Penanggung jawab pertama terhadap pendidikan anak adalah orang tua.


Sekolah hanya membantu orang tua dalam pelaksanaan pendidikan. Anak-anak,
ternyata jauh lebih berhadapan dengan orang tua dan mayarakat dalam kesehariannya
dibandingkan dengan sekolah. Oleh karena itu, dalam pelaksanaan PBKH keterlibatan
orang tua dan masyarakat tidak dapat dihindari.

Hubungan sinergis artinya saling bekerjasama dan saling mendukung. Orang tua
atau masyarakat dan sekolah perlu bersama-sama menentukan arah pendidikan bagi
anak-anak. Kemudian memikirkan usaha-usaha untuk mencapai arah tersebut. Di dalam
manajemen Berbasis Sekolah, orang tua sebagai orang yang berkepentingan memiliki
kesempatan ikut menentukan kebijakan pendidikan di sekolah. Misalnya, orang tua ikut
menentukan rencana pengembangan sekolah, aplikasi kurikulum, pembiayaan dan
sebagainya. Khusus hubungan sinergis sekolah dengan masyarakat ini perlu dibahas
dalam waktu tertentu.

3. Penilaian

Reorientasi Pembelajaran menuju kecakapan hidup mengandung konsekuensi


kepada evaluasi hasil belajar. Evaluasi dengan bentuk tertulis (paper and pencil test),
apalagi dengan soal-soal pilihan ganda yang bersifat satu jawaban yang benar
(konvergen) tidak lagi memadai. Masalah dalam hidup dapat dipecahkan dengan
berbagai alternatif. Oleh karena itu, soal-soal ujian atau ulangan sebaiknya mengacu
kepada pemecahan masalah (problem based). Hal itu bisa mencakup uji kinerja
(performance based test). Yang paling dianjurkan adalah bentuk evaluasi otentik atau
penilaian yang sebenarnya (authentic assessment).

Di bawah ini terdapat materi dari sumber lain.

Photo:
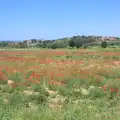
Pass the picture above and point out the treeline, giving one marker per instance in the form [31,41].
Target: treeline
[75,41]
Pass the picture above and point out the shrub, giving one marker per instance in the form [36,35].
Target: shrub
[104,44]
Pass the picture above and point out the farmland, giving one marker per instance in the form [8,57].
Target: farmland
[60,84]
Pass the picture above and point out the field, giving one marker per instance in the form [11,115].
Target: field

Penilaian yang sebenarnya dilakukan terhadap proses belajar, bukan hanya hasil
belajar. Penilaian ini meliputi tiga aspek atau ranah pembelajaran. Ketiga ranah itu
90
adalah kognitif (pengetahuan), ranah afektif (sikap dan nilai-nilai), dan ranah psikomotor
(keterampilan dan kemampuan berpraktik). Ketiga ranah itu dinilai melalui alat penilaian
yang sesuai dengan informasi yang akan dikumpulkan.

4. Pertanyaan

Setelah membaca sarian materi ini, jawablah pertanyaan berikut:

1. Apa yang dimaksud dengan Life Skill ? Jelaskanlah jawaban Anda!

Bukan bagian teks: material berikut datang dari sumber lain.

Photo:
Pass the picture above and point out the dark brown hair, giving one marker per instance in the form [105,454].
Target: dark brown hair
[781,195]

2. Kecakapan hidup dapat dipilah menjadi dua yakni, kecakapan hidup yang
bersifat umum dan kecakapan hidup yang bersifat khusus. Jelaskanlah kedua
kecakapan hidup itu dengan rinciannya!
3. Menurut Anda, apakah kelima kecakapan hidup yang dikemukakan di dalam
tulisan ini dapat diterapkan dalam pembelajaran? Berilah alasan atas jawaban
Anda!
4. Ada empat pola pelaksanaan PBKH di sekolah. Jelaskanlah satu persatu!